In December 2018 my co-founder and I launched alcemy, a Machine Learning startup for the cement and concrete supply chain. I experienced first hand moving from a simple proof of concept, a ML model inside a Jupyter notebook, to a full-fledged pipeline running 24/7 and steering massive amounts of cement production in real plants. I can tell you the road was long and winding. I want to share some of the hard lessons we learned along the way with you. If you are an aspiring ML or Software Engineer, Data Scientist, Entrepreneur, or you are just wondering how Machine Learning applied in the wild looks like this talk is for you. No prior knowledge is required except some familiarity with basic concepts and terminology of Machine Learning.
Cement alone is responsible for about 8% of worldwide CO2 emissions. Fortunately, we have quickly learned that low-carbon alternatives to "conventional" cement and concrete already exist. For instance, 60% of carbon emissions can be avoided if burnt limestone, the main ingredient for cement, is replaced partly by limestone powder (which isn't burnt, and therefore doesn't release carbon into the atmosphere). Yet, these low-carbon cement recipes have a substantial shortcoming: They react much more sensitive to changes, e.g. changes in weather conditions or in the chemical and mineralogical composition of ingredients. As a consequence, low-carbon cements and the resulting concrete (made by mixing cement with sand and water) can only be reliably produced under laboratory conditions.
We are changing this. We use data intelligence and predictive Machine Learning control to optimize production processes such that low-carbon cement and concrete can be manufactured in real plants and at scale. I will quickly introduce our solution that is already deployed in 5 cement plants. Moreover, we are currently prototyping to move into concrete production as well. Of course, we do this (mostly) in Python.
Machine Learning in production is vastly different from solving a kaggle challenge. In fact, the particular choice of Machine Learning model is much less important than you think. I will cover the benefits of using rather simple models such as random forests or even linear regression in comparison to deep learning. If stuff goes wrong, and it will, interpretable and debuggable models are far superior to complex architectures. Also having proper model evaluation that reflects production requirements, and good baselines for comparison are always crucial first steps and pay off in the long run. It was surprising how much less time we spent on the core Machine Learning algorithms in comparison to infrastructure, such as deployments on AWS fargate or k8s, re-training processes, proper database layout, or home-brewed tooling to allow easier configurations of dozens of ML models.

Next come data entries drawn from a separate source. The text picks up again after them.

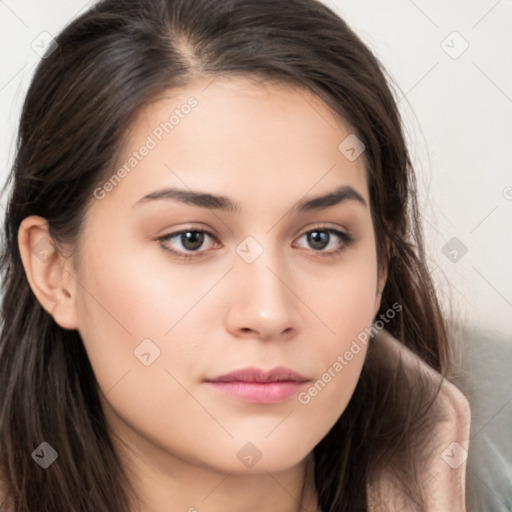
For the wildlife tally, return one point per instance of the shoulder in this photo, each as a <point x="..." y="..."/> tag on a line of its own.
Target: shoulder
<point x="443" y="466"/>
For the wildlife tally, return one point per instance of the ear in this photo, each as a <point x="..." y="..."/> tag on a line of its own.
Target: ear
<point x="50" y="275"/>
<point x="382" y="276"/>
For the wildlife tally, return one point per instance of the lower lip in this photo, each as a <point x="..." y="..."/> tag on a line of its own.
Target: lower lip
<point x="259" y="392"/>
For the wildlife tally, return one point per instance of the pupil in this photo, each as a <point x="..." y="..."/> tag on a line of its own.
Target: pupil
<point x="192" y="240"/>
<point x="318" y="239"/>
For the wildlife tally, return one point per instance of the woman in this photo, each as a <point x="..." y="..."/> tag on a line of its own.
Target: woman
<point x="222" y="300"/>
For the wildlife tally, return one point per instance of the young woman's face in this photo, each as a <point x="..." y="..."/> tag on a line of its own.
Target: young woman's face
<point x="257" y="279"/>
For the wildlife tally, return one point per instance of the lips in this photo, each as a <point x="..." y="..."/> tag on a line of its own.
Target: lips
<point x="259" y="386"/>
<point x="278" y="374"/>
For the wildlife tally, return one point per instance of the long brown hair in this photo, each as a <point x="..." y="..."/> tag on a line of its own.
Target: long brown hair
<point x="108" y="65"/>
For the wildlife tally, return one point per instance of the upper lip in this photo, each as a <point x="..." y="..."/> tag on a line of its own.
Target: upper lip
<point x="277" y="374"/>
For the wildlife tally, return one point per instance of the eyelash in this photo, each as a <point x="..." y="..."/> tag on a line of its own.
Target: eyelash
<point x="347" y="240"/>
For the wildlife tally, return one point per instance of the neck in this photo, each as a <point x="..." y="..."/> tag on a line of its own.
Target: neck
<point x="161" y="479"/>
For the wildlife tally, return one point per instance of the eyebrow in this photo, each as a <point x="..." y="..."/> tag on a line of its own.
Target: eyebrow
<point x="217" y="202"/>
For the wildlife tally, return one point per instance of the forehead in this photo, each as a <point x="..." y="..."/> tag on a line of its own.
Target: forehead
<point x="251" y="138"/>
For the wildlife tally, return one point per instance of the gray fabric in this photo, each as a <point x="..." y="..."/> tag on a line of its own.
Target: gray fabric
<point x="487" y="361"/>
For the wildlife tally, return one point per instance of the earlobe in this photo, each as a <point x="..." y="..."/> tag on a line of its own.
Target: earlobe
<point x="48" y="272"/>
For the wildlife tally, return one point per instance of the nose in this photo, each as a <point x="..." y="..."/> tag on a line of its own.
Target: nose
<point x="262" y="303"/>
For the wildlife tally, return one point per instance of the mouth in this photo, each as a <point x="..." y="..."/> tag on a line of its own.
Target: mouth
<point x="258" y="386"/>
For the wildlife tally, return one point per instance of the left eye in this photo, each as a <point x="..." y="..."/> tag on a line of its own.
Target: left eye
<point x="321" y="239"/>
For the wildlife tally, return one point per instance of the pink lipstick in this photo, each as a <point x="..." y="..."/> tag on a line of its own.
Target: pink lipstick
<point x="259" y="386"/>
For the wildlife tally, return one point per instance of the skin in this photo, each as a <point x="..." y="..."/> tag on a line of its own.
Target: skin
<point x="266" y="147"/>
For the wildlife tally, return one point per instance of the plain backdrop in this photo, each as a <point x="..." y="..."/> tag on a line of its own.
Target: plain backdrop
<point x="451" y="73"/>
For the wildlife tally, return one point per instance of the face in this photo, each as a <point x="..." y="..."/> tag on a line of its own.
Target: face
<point x="178" y="289"/>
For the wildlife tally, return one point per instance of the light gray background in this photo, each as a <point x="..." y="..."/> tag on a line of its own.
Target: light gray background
<point x="457" y="106"/>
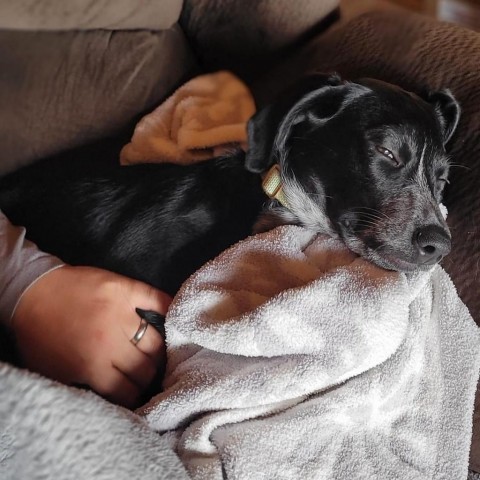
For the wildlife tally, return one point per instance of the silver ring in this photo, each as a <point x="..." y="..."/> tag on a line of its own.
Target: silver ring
<point x="142" y="328"/>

We quickly learned that data is way more important than models. Some might have heard the phrase Garbage in garbage out coined by programmers in the 50s. This is even more important when it comes to today's widespread usage of Machine Learning. We run ML not on our own data, but on data provided by our customers. While the level of data-maintenance and quality that our customers are used to allows for in-house bookkeeping and short analyses, it does not necessarily suffice for ML. I will discuss why and how we spend a good amount of time cleaning and really drilling into the data provided by our customers.
Moreover, differences between training and real-time inference data can be a real challenge. For example, it is not guaranteed that the location where samples are drawn from cement mills, i.e. the live data used for inference, is as representative of the actual cement as silo samples that can be used for training. Fine particles might not be captured simply due to the physical properties of the sample site. To tackle problems like these as a Machine Learning engineer you have to become an expert in the domain your models are applied. You really need to understand the data in every detail and know how it is generated by your customers and understand the context and consequences of all of your customers' processes.
Our customers are, of course, no Machine Learning experts. Why should they be? If they were, they wouldn't need us anyway. However, oftentimes we as Machine Learning engineers forget the ramifications of this. I will talk about customer relations and their interactions with our Machine Learning models. For example, we had to deal with a rather skeptical customer not believing our models' predictions. They pretty much went against all recommendations made by the model. Although it is nice if in the end the model predictions turn out to be right, your customer does not necessarily feel the same way. In contrast, the customer does not enjoy being wrong and may even feel mocked by a machine. Having a strong customer success team, who knows both how ML works and, of course, how the customer operates and thinks, is often more valuable than "rockstar" Machine Learning engineers.
Lastly, a tough lesson to learn was that Machine Learning as a service should not be mistaken for a software as a service business model. Our marginal costs are not zero. Besides a great deal of consulting that is needed for every customer, on-boarding a new customer is time consuming and needs a lot of work. Integrating into existing infrastructure of cement plants (who are not top-notch IT companies) can be tough or plain-right frustrating at times. Therefore, scaling a Machine Learning startup can be hard, and we learned to better go hunting for elephants, i.e. few high paying customers, than for mice, many low paying ones.